For a long time, soldiers wore “flack jackets”. They provided a bit of protection from shrapnel (the fragments from an explosive) but did little to protect us from actual bullets. The flack jackets were replaced by the “I.B.A.”, or Interceptor Ballistic Armor. It is a full vest with two thick, heavy ceramic plates in it– one in the front and one in the back.

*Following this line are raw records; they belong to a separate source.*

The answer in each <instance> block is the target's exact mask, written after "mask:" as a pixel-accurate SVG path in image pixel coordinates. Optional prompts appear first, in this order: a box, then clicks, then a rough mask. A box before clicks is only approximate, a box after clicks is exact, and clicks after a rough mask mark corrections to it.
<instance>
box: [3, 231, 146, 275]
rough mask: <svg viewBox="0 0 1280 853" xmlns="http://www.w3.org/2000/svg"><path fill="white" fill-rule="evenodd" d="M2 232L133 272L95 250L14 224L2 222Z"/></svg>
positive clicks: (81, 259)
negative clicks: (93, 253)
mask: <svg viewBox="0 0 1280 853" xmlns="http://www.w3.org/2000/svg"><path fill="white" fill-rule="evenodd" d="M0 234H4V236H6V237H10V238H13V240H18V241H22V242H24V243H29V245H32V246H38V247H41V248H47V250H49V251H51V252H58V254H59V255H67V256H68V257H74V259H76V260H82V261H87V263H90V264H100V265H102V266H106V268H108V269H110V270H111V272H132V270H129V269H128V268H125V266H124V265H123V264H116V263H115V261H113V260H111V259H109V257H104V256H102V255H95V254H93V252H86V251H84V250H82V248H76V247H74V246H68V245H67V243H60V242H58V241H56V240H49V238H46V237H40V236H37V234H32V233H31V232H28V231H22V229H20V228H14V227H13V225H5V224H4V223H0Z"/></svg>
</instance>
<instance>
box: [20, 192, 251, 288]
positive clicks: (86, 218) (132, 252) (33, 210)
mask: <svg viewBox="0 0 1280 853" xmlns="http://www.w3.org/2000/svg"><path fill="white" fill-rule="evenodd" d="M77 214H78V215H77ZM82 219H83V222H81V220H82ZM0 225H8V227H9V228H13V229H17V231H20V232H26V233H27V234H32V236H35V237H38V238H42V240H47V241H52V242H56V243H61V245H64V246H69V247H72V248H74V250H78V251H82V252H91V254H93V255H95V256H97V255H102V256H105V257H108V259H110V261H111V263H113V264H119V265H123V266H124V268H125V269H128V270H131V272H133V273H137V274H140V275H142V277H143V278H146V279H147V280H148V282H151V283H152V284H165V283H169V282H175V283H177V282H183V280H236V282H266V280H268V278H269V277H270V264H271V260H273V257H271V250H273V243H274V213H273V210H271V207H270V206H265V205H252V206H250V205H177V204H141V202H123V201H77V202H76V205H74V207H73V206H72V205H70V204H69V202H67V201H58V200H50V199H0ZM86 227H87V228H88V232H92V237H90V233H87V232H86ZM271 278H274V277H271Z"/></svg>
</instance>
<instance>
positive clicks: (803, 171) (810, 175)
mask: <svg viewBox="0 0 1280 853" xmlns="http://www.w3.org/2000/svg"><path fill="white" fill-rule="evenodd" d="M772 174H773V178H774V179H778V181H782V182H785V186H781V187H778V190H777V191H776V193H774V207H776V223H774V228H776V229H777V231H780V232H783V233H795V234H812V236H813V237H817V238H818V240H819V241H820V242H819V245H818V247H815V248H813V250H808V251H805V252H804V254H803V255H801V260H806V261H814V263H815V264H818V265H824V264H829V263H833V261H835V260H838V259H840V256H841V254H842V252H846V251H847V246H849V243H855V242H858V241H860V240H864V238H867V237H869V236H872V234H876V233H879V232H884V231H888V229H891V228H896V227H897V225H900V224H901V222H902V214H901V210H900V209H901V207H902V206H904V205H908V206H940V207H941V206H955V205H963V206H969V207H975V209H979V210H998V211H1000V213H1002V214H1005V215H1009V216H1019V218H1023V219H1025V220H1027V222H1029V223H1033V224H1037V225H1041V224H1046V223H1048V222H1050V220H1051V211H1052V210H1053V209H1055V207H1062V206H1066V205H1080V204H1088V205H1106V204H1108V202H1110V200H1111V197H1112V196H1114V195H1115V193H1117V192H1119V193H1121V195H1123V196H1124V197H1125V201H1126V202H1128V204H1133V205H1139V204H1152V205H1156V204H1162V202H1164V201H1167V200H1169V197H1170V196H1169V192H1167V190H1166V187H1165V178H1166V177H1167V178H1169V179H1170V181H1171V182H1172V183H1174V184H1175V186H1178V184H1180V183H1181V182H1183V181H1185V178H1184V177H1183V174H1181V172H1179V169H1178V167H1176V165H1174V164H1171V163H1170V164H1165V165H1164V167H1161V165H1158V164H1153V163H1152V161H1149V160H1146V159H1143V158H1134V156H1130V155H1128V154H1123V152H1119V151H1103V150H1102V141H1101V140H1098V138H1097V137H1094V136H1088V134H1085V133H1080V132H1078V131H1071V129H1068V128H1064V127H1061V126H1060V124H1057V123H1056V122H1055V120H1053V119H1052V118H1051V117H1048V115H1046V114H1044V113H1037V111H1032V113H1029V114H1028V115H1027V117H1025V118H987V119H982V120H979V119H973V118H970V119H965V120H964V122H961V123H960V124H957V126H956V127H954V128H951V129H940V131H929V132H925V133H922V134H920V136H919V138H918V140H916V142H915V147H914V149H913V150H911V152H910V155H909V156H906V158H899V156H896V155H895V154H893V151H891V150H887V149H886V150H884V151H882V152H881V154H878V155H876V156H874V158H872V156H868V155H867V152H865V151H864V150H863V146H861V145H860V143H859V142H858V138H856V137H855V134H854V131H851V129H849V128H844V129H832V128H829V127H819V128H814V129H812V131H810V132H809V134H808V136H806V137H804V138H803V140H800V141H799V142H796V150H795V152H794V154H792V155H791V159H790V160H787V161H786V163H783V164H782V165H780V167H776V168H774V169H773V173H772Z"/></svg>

It is heavy, very thick, and needless to say offers zero ventilation. It has two big advantages: one, you can get shot right in the chest from an AK-47 and stand a really good chance of surviving, although you’ll be really, really sore. And two: the armor plates, if you situate them just right, will sandwich you up in a seated position and you can fall asleep just about anywhere.
But wearing them was grueling for long periods of time in the punishing heat. In vehicles it wasn’t so bad, because all you had to do was stand or sit, but foot patrols? Or worse yet, having to scale a fence… Anyhow, you would sweat and sweat and sweat and at the end of a single day your uniform would be soaked and there’d be salt stains were the sweat leaked out from under your IBA. Two or three days operating like this, and your uniform would stiffen up in those areas from the dried sweat and salt deposits.
Eventually, when your uniform dried out, when you put it on again, it would be… crunchy. Really, it would make crunching noises when you moved, or at least until it go re-soaked with sweat.
Carrying the load was a workout of sorts, sure, but bad for the back and knees… and a lot of the weight lost was water weight. Of course, we kept replenishing by drinking water, but it would sweat out again almost as fast when we had to wear the IBAs.